AbstractFor over a decade, scientists have been investigating the sub‐family of nuclear hormone receptors known as the peroxisome proliferator‐activated receptors (PPARs) as potential targets for improved therapies for type 2 diabetes (T2D). Initial efforts focused on compounds with the thiazolidinedione (TZD) structure, synthesizing compounds based on structural differences followed by testing in rodent models without knowing the molecular target.

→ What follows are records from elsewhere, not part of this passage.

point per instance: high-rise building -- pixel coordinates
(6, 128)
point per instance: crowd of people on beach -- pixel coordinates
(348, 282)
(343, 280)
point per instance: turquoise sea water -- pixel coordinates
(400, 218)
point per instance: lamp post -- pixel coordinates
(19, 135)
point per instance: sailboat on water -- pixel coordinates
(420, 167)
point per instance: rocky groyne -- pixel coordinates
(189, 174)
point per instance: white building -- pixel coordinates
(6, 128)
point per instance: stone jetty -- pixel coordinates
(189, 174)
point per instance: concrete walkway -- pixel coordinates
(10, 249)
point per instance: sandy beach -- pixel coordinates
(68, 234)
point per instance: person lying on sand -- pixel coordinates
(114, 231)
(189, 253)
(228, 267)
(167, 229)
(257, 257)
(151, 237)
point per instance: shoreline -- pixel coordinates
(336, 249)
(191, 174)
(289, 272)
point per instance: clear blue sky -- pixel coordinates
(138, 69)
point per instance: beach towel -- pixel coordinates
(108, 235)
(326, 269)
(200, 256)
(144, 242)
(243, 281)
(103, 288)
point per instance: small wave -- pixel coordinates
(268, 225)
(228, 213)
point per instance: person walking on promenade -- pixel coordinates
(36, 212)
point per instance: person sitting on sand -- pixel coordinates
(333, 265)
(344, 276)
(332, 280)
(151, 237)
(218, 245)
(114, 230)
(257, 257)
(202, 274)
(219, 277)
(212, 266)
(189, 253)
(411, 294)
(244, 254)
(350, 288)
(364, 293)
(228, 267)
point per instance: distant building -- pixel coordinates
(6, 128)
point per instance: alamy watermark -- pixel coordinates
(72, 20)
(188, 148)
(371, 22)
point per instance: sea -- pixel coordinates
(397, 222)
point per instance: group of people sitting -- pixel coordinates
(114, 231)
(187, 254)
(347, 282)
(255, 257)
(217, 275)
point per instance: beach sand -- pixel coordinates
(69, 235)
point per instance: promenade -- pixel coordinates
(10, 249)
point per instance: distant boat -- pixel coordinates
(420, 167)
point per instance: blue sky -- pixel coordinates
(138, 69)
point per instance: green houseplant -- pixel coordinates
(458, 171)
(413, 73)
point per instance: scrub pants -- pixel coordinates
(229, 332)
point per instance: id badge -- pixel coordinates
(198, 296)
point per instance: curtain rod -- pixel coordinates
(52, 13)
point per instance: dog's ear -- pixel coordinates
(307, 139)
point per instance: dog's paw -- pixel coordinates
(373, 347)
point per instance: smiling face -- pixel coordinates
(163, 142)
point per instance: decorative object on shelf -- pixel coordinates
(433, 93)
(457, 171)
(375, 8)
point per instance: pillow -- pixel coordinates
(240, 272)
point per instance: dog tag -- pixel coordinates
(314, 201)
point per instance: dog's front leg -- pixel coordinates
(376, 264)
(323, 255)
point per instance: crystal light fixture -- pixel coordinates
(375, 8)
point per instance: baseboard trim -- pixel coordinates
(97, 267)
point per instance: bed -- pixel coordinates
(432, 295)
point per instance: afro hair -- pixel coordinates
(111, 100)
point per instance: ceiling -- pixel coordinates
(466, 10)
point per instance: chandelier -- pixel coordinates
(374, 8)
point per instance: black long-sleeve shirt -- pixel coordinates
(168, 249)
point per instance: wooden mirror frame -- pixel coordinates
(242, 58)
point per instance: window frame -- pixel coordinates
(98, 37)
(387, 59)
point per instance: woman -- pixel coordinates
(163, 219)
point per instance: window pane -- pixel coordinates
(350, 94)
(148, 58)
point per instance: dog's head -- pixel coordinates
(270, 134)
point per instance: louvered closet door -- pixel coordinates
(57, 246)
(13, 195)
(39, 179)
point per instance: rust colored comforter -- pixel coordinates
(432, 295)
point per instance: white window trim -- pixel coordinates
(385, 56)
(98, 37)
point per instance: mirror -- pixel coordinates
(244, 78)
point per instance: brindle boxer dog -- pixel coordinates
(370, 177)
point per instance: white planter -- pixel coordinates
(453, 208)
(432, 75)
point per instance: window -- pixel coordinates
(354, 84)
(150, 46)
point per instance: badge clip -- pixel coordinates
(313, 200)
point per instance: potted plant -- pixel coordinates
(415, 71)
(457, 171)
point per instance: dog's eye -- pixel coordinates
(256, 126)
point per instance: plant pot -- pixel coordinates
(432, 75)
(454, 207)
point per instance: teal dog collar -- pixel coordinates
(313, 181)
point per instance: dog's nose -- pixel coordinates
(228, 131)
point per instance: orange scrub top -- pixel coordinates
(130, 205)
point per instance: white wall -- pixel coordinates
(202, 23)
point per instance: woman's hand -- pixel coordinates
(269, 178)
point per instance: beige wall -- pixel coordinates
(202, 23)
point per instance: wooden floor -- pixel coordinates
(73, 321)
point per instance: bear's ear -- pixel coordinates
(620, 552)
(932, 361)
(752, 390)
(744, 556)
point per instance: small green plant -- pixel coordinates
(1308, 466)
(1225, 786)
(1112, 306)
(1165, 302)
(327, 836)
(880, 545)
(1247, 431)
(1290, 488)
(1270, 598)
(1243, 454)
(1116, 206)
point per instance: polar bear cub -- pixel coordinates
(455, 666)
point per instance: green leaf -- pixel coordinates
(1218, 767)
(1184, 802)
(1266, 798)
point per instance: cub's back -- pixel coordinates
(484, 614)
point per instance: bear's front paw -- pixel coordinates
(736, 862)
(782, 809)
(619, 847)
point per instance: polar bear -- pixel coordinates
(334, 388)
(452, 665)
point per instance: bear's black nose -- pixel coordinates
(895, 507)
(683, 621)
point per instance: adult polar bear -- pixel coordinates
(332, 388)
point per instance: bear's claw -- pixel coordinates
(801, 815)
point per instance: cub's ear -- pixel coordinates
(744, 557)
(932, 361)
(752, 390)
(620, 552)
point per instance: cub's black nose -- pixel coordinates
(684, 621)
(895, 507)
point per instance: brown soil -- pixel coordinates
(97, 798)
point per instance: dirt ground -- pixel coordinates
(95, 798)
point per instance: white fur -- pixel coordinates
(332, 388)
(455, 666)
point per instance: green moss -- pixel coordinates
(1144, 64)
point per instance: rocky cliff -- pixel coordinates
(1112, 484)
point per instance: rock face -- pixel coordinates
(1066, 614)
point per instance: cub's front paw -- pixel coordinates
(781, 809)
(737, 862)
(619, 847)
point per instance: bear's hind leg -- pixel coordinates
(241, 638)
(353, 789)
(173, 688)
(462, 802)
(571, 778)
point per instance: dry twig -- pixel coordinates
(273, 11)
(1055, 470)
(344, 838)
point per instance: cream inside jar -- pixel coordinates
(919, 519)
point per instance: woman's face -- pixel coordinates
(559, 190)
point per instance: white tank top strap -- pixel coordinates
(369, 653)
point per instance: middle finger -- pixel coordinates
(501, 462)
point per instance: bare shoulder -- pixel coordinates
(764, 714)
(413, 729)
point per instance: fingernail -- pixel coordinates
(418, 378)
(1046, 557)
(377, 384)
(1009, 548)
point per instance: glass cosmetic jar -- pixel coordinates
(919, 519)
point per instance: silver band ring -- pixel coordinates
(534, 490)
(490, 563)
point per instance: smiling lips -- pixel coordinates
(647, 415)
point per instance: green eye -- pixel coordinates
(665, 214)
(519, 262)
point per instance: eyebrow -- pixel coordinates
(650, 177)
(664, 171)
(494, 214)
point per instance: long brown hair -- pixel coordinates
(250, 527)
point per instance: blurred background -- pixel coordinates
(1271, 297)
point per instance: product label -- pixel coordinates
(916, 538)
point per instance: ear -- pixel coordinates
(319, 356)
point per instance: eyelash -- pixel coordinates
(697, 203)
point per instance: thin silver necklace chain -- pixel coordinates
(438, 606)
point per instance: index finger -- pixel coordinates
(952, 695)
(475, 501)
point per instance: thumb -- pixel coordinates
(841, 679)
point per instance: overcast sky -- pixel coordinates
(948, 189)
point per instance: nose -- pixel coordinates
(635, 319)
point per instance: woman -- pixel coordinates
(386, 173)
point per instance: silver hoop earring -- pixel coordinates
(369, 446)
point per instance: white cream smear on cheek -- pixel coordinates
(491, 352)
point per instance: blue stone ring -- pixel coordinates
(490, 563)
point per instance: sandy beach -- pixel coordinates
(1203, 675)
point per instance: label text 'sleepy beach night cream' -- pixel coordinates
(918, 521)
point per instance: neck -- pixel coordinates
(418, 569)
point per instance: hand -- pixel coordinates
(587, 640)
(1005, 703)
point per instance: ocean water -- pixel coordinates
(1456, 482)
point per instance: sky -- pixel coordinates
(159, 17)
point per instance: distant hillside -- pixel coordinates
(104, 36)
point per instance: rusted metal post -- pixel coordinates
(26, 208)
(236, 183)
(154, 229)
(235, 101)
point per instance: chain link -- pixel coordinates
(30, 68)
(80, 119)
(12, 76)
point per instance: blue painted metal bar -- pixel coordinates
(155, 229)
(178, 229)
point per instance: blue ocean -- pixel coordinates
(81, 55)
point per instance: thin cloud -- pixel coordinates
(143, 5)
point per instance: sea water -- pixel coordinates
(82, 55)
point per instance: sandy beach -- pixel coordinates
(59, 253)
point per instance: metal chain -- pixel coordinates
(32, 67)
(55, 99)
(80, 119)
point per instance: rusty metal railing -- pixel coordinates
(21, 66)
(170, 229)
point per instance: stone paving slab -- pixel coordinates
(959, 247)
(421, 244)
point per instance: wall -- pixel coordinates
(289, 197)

Once the receptor for the TZDs was identified as PPARγ, more extensive efforts began to identify and develop improved versions of the TZDs. Many biotechnology and pharmaceutical companies using this information established assays that were used in high through‐put screening efforts to identify compounds with greater affinity and selectivity to the receptor. Surprising, these extensive efforts have not led to improved therapies but, in fact, have identified molecules with improved efficacy but with more severe and diverse liabilities. Today, scientists continue to pursue the PPAR subfamily as a target for advanced treatments for T2D and the metabolic syndrome. New approaches include selective PPAR modulators, expansion into the PPARα and PPARδ subtypes, and partial agonists with dual or pan PPAR properties. These drug discovery efforts will continue, as T2D and the associated metabolic diseases become severe medical problems in nations worldwide. Eventually, new and improved therapies will emerge based on the extensive preclinical and clinical knowledge that has accumulated from research and discovery on PPARs by dedicated and thoughtful scientists in search of improved therapies for people with T2D. Drug Dev. Res. 67:574–578, 2006. © 2006 Wiley‐Liss, Inc.